We also note that if we were to accept Santa Clara's narrow reading of the IGRA, much of the Compact would be invalid. The Compact contains provisions concerning the serving of alcoholic beverages, labor conditions, employment discrimination, and liability insurance. Reading the IGRA so narrowly as to exclude these provisions is not consistent with the legislative intent underlying the IGRA. Congress gave the states and tribes broad discretion to resolve their competing interests regarding tribal gaming. As a result, when two equal sovereigns conclude, pursuant to the IGRA and with the Secretary of the Interior's concurrence, that alcoholic beverages, labor conditions, and visitor safety are directly related to the regulation of a Class III gaming enterprise, we afford substantial weight to that conclusion.

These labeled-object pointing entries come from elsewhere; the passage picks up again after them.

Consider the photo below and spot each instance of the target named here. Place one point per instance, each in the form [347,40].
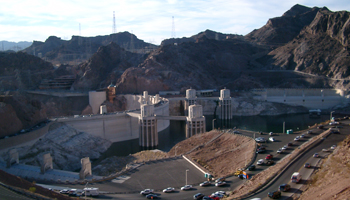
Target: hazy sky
[149,20]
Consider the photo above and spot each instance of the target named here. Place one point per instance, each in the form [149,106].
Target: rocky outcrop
[105,67]
[321,48]
[280,30]
[67,147]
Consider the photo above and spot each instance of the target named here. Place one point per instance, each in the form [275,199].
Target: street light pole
[213,123]
[331,115]
[186,175]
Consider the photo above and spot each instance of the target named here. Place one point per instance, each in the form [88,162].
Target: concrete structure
[103,109]
[85,168]
[225,105]
[111,93]
[148,127]
[96,98]
[12,157]
[195,121]
[190,99]
[47,163]
[310,98]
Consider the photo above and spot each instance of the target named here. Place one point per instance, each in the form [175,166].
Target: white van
[91,192]
[296,177]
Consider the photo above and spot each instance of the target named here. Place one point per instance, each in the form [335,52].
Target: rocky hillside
[66,146]
[280,30]
[207,33]
[321,48]
[332,180]
[79,48]
[105,67]
[22,71]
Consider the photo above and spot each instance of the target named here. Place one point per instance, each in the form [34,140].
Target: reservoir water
[176,131]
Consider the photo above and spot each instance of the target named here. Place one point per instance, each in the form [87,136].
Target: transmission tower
[173,29]
[114,26]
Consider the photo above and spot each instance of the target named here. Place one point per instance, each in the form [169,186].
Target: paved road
[172,173]
[298,166]
[6,194]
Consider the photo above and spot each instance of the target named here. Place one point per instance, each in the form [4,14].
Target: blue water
[176,131]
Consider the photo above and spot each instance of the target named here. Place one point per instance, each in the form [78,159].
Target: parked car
[169,189]
[280,150]
[274,194]
[220,183]
[198,196]
[284,187]
[152,196]
[307,165]
[270,162]
[64,191]
[261,150]
[251,168]
[205,183]
[260,139]
[186,187]
[260,162]
[146,191]
[269,157]
[220,179]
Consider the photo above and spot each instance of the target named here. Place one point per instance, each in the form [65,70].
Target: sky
[150,20]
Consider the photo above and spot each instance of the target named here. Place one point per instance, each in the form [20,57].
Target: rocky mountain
[22,71]
[321,48]
[207,33]
[14,46]
[79,48]
[280,30]
[105,67]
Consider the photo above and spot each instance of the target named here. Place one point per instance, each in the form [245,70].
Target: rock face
[67,147]
[57,50]
[280,30]
[105,67]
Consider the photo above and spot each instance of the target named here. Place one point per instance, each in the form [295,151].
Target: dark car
[284,187]
[151,196]
[270,162]
[251,168]
[198,196]
[274,194]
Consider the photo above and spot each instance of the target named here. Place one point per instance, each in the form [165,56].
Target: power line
[173,29]
[114,26]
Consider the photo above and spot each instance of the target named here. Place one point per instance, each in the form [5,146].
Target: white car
[205,183]
[260,162]
[186,187]
[260,139]
[220,183]
[280,150]
[169,189]
[146,191]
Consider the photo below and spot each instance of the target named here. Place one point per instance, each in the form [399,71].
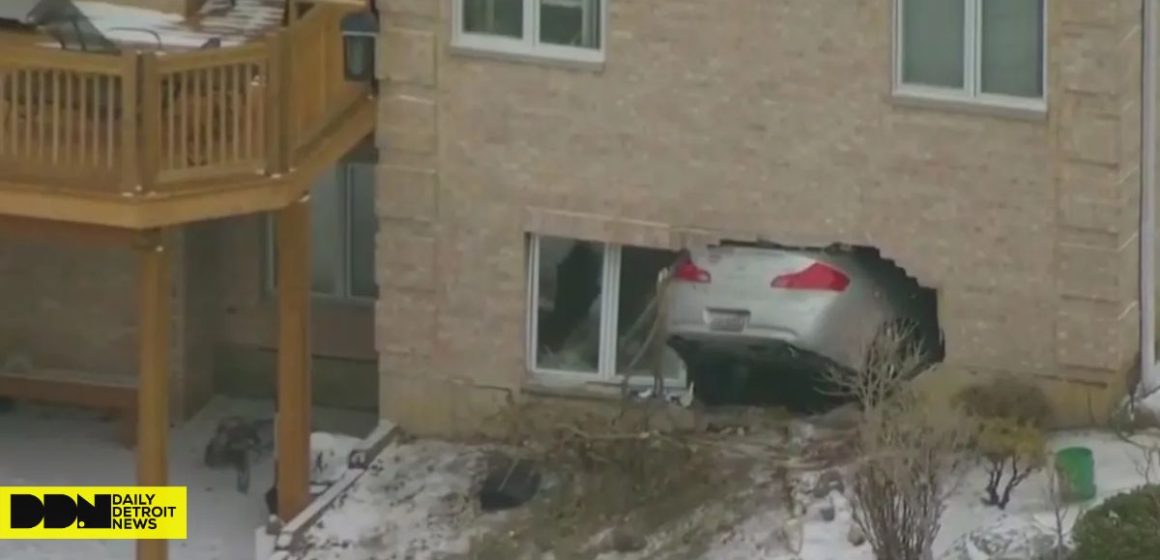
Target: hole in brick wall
[771,320]
[748,324]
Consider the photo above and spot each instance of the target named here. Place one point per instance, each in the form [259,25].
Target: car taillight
[686,270]
[817,276]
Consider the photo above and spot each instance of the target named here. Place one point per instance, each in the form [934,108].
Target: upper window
[563,29]
[981,50]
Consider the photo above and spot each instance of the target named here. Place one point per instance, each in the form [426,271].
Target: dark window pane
[326,233]
[570,22]
[1013,48]
[933,33]
[570,284]
[363,226]
[502,17]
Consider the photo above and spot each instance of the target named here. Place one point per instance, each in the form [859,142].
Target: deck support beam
[154,300]
[294,379]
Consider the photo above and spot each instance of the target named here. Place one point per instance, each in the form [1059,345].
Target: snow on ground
[45,446]
[417,503]
[1116,471]
[413,503]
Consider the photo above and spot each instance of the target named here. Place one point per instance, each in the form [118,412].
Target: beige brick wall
[763,120]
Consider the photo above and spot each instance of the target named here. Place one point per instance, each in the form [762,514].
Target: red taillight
[817,276]
[686,270]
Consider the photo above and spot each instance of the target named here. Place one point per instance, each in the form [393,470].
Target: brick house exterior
[766,120]
[775,121]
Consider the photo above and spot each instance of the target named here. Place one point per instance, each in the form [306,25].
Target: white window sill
[568,384]
[516,51]
[988,106]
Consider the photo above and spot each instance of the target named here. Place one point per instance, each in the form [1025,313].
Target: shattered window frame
[607,365]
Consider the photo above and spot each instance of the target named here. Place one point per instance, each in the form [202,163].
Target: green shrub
[1125,526]
[1007,397]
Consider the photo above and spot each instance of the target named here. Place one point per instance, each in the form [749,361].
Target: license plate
[727,321]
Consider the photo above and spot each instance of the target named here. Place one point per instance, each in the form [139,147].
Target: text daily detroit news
[93,513]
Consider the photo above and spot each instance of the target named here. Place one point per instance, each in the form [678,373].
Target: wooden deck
[147,139]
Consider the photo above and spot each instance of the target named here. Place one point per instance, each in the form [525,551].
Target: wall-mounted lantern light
[360,37]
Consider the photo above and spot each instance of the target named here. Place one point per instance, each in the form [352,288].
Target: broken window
[593,311]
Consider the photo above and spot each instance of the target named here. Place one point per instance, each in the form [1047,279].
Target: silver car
[758,300]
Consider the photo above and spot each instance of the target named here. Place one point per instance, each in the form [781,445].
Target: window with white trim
[342,234]
[562,29]
[990,51]
[591,312]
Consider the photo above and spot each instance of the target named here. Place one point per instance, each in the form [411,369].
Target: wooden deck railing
[153,123]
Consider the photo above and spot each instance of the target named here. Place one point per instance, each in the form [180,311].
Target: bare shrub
[911,451]
[1012,451]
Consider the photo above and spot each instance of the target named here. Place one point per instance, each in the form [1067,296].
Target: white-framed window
[342,235]
[555,29]
[984,51]
[591,310]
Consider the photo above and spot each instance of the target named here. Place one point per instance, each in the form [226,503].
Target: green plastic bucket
[1075,467]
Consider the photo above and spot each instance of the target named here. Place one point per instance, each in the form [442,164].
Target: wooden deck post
[153,385]
[294,382]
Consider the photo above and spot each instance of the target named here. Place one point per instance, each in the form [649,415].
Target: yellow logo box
[101,513]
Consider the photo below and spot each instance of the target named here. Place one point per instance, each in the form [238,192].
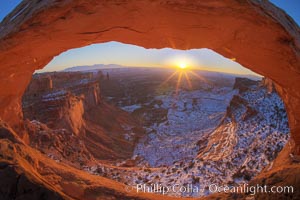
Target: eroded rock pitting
[36,31]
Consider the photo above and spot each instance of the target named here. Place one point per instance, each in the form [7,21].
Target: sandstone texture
[255,33]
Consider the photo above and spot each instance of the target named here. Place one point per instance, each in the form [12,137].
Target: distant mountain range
[96,67]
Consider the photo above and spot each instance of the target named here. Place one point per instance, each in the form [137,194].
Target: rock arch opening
[166,123]
[257,34]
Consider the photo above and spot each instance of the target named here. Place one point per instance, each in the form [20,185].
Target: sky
[131,55]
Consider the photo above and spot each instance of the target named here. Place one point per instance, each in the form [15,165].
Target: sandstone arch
[257,34]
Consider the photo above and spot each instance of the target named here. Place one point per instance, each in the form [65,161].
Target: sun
[182,65]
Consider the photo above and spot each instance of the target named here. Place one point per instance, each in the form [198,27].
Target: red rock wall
[258,35]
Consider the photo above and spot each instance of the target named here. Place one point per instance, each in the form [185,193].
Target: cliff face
[36,31]
[66,107]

We decline to strike down an agreement reached between the Pueblo and the State where the IGRA does not bar jurisdiction-shifting by its own terms, the IGRA seems to allow a tribe and state broad discretion in arriving at mutually acceptable terms in a compact related to Class III gaming, and the IGRA's history confirms that such shifting was contemplated.
CONCLUSION
The State and Santa Clara agreed in the course of negotiations as equal sovereigns that issues regarding the safety of the Casino's visitors are directly related to gaming. This conclusion is entirely consistent with the IGRA and its legislative history. Therefore, we affirm the district court's denial of Santa Clara's motion to dismiss for lack of subject matter jurisdiction.
IT IS SO ORDERED.
MICHAEL E. VIGIL, Judge
I CONCUR: CYNTHIA A. FRY, Judge
JONATHAN B. SUTIN, Judge (dissenting).
SUTIN, Judge (dissenting).
I respectfully dissent. In regard to visitors' personal injury actions arising out of negligent conduct on the premises of tribal casinos, the IGRA does not grant states an option to exercise jurisdiction or grant states and tribes a license to shift jurisdiction from tribe to state. The district court, therefore, did not have subject matter jurisdiction of Plaintiff's personal injury action against Santa Clara.